Nasıldır? İşte burada karşımıza insanların adalet anlayışına kıyasla çok daha farklı ve belki de zıt diyebileceğimiz bir yapı ortaya çıkmaktadır. Doğanın adalet anlayışında ne etik vardır, ne ahlak vardır, ne eşitlik vardır, ne de vicdan vardır. Hatta adalet denilen kavramın bile doğanın içinde olduğunu pek söylemeyiz ama doğada işlerin nasıl yürüdüğünü anlatmaya çalışırken sadece sözcük olarak adaleti kullanıyorum ki en azından insanlar bir şeyleri daha rahat anlayabilsin.

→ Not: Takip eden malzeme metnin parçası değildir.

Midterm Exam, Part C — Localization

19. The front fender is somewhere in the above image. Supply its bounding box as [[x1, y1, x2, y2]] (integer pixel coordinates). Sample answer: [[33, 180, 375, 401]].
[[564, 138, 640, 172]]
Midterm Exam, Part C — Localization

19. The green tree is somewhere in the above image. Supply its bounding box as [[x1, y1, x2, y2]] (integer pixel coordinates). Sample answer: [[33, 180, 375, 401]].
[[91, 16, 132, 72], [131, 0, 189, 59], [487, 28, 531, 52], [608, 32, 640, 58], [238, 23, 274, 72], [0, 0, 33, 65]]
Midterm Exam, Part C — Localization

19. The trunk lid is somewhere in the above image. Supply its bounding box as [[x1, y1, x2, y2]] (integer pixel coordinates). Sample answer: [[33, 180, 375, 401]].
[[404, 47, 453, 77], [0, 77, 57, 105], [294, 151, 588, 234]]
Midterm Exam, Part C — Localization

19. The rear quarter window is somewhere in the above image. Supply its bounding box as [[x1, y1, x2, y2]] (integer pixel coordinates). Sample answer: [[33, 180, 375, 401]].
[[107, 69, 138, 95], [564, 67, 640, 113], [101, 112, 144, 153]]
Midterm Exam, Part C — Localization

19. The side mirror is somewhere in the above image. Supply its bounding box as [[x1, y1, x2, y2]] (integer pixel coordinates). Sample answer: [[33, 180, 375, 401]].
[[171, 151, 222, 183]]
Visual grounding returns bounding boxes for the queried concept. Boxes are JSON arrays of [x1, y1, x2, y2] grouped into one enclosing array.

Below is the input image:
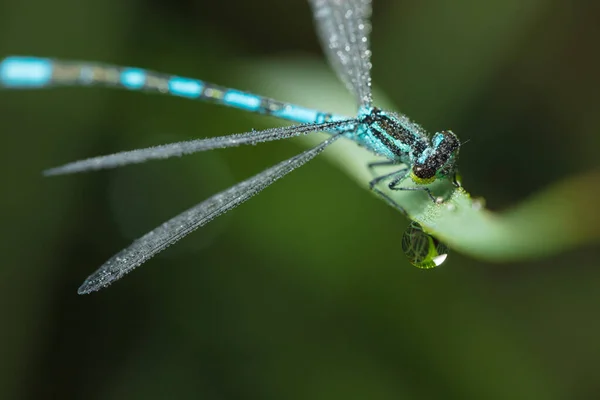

Doğanın içindeki adalet anlayışına baktığımız zaman bunun insanlarınkinden çok daha farklı olduğunu görebiliriz. Doğanın içindeki adalet anlayışı genellikle güçlü olanın güçsüz olanı bastırdığı veya ezdiği bir adalet anlayışına dayanır. Hatta güçlü olanlar güçsüz olanları avlarlar. İşte doğanın adalet anlayışının temelini vicdan, etik veya ahlak gibi değerler oluşturmaz, güç kavramı oluşturur. Doğada ne eşitlik vardır, ne vicdan vardır, ne etik vardır, ne de ahlak vardır. Bir aslan bir ceylan sürüsünden kendisine bir ceylan avlayacağı zaman genellikle en yavaş olan ceylanı seçer veya en güçsüz olan ceylanı seçer. Bu en güçsüz olan ceylan ise ya en yaşlı olandır ya da yavru olandır. Ama bir aslanın daha güçlü olan fil ya da su aygırı gibi canlıları avladığı ya hiç görülmez ya da nadiren görülür. İşte bu örnekte gördüğümüz gibi doğada ne adalet vardır, ne vicdan, ne de etik vardır. Aslanın bu yaptığı davranış insanların icat ettiği bu kavramların hiçbirine sığmaz ama doğa böyle çalışır. Aslında insan doğası da içinde yaşadığı bu doğayla aynı şekilde çalışır ama insan sonradan kendi icat ettiği kavramlarla, vicdan, etik ve ahlak gibi kavramlarla doğanın bu adalet anlayışından kendini sıyırmaya çalışır. Ancak insan da kendi özünde böyle bir adalet anlayışına sahiptir. Doğada güçlü güçsüzü genellikle ezer, onu yok eder. Bugün insan davranışlarını gerçekten anlayabilmek için olaylara bu açıdan bakmak daha doğru olacaktır.